That my students are not from here means, among other things, that their notion of what being a lawyer is doesn’t reflect American television and movie heroes and anti-heroes – no LA Law, Boston Legal, Judd for the Defense or Perry Mason. In their cultures, a lawyer is a consensus-builder, a servant of the client and a force for community harmony. Facilitating co-existence is more important, certainly in eastern culture, than dominance.

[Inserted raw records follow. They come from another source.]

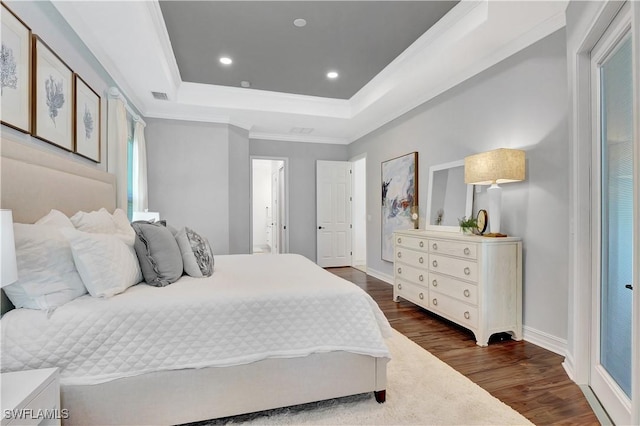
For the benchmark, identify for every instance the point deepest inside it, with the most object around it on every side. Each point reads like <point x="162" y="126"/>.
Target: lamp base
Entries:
<point x="495" y="205"/>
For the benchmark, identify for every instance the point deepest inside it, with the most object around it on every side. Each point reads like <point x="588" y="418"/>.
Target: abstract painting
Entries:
<point x="15" y="71"/>
<point x="53" y="121"/>
<point x="399" y="194"/>
<point x="87" y="116"/>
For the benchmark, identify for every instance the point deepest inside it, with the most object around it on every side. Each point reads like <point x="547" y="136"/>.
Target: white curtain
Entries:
<point x="117" y="149"/>
<point x="139" y="183"/>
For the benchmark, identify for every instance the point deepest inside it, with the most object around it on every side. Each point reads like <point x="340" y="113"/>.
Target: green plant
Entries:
<point x="469" y="224"/>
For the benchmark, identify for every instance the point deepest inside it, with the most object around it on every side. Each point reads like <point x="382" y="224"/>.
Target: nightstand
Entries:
<point x="31" y="397"/>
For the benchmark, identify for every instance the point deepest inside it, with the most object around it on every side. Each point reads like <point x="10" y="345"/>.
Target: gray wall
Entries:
<point x="518" y="103"/>
<point x="188" y="177"/>
<point x="239" y="191"/>
<point x="45" y="21"/>
<point x="302" y="186"/>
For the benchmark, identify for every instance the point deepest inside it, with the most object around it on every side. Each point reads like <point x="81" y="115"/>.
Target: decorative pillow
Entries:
<point x="158" y="253"/>
<point x="98" y="222"/>
<point x="197" y="255"/>
<point x="105" y="263"/>
<point x="55" y="218"/>
<point x="47" y="276"/>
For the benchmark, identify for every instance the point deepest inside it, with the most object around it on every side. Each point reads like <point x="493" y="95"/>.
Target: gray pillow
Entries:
<point x="158" y="254"/>
<point x="197" y="255"/>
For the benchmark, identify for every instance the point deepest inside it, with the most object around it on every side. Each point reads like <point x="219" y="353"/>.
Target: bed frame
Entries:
<point x="34" y="181"/>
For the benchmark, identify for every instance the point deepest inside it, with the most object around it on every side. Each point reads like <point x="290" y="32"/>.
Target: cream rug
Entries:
<point x="421" y="390"/>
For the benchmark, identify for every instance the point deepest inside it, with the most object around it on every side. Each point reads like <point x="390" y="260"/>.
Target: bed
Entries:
<point x="270" y="363"/>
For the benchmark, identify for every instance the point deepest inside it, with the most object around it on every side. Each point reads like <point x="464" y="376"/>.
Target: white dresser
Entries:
<point x="471" y="280"/>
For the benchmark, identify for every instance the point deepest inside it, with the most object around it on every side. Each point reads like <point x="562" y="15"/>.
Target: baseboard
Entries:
<point x="569" y="366"/>
<point x="380" y="275"/>
<point x="545" y="340"/>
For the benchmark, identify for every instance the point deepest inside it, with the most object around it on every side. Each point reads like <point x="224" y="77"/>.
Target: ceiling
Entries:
<point x="134" y="44"/>
<point x="357" y="39"/>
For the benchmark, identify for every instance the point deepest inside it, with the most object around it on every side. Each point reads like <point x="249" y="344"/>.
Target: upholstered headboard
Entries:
<point x="34" y="181"/>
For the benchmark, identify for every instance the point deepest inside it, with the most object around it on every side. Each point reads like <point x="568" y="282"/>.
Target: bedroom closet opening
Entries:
<point x="269" y="205"/>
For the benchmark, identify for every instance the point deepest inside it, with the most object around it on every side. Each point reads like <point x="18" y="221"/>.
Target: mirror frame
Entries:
<point x="468" y="204"/>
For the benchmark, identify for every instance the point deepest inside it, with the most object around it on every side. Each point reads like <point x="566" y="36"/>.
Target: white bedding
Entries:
<point x="253" y="307"/>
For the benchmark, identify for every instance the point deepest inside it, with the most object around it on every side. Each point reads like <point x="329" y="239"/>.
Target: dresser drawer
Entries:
<point x="454" y="309"/>
<point x="414" y="243"/>
<point x="411" y="292"/>
<point x="411" y="257"/>
<point x="410" y="273"/>
<point x="454" y="248"/>
<point x="452" y="287"/>
<point x="459" y="268"/>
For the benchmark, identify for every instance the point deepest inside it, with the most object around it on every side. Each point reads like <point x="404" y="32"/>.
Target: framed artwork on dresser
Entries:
<point x="399" y="195"/>
<point x="15" y="68"/>
<point x="53" y="97"/>
<point x="87" y="121"/>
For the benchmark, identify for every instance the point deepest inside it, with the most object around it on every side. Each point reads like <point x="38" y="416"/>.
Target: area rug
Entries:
<point x="421" y="390"/>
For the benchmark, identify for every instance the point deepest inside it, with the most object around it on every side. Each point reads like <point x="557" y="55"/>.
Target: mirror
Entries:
<point x="449" y="198"/>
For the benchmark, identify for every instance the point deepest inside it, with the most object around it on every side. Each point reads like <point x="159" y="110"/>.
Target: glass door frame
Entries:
<point x="619" y="407"/>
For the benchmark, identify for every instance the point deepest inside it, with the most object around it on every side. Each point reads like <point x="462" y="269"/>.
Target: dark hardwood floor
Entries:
<point x="527" y="377"/>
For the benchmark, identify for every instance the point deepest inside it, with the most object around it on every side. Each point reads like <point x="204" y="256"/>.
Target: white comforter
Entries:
<point x="253" y="307"/>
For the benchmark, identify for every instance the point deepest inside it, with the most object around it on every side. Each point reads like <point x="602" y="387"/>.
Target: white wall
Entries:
<point x="518" y="103"/>
<point x="261" y="199"/>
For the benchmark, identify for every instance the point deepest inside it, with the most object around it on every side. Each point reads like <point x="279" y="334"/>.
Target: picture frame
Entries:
<point x="15" y="70"/>
<point x="87" y="120"/>
<point x="399" y="196"/>
<point x="52" y="97"/>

How my students demonstrated their cultural values in our mediation exercise was the most interesting part of the exercise, for me, at least. Very conciliatory opening statements without bravado or chest-thumping; low-key, almost subservient role for lawyers with deference to clients; and here’s the most fascinating part – almost no private caucuses. Virtually all communication took place in a fishbowl; no one left the room, offers were exchanged on sheets of papers through the mediator, and respect ruled the day. Yes, lawyer and client still had occasional private conversations outside of the hearing of the others, but the conversations were short and to the point. And, yes, if the mediator spoke privately with one side or the other, her discussions were likewise short and to the point.

It was not only different cultural norms that kept this mediation exercise from becoming an episode of yet another legal drama, it was also the significant amount of pre-mediation preparation that the mediators put into the exercise. Before the exercise began, they met with both sides separately, heard them out, established trust and were ready to get down to business when the actual mediation convened.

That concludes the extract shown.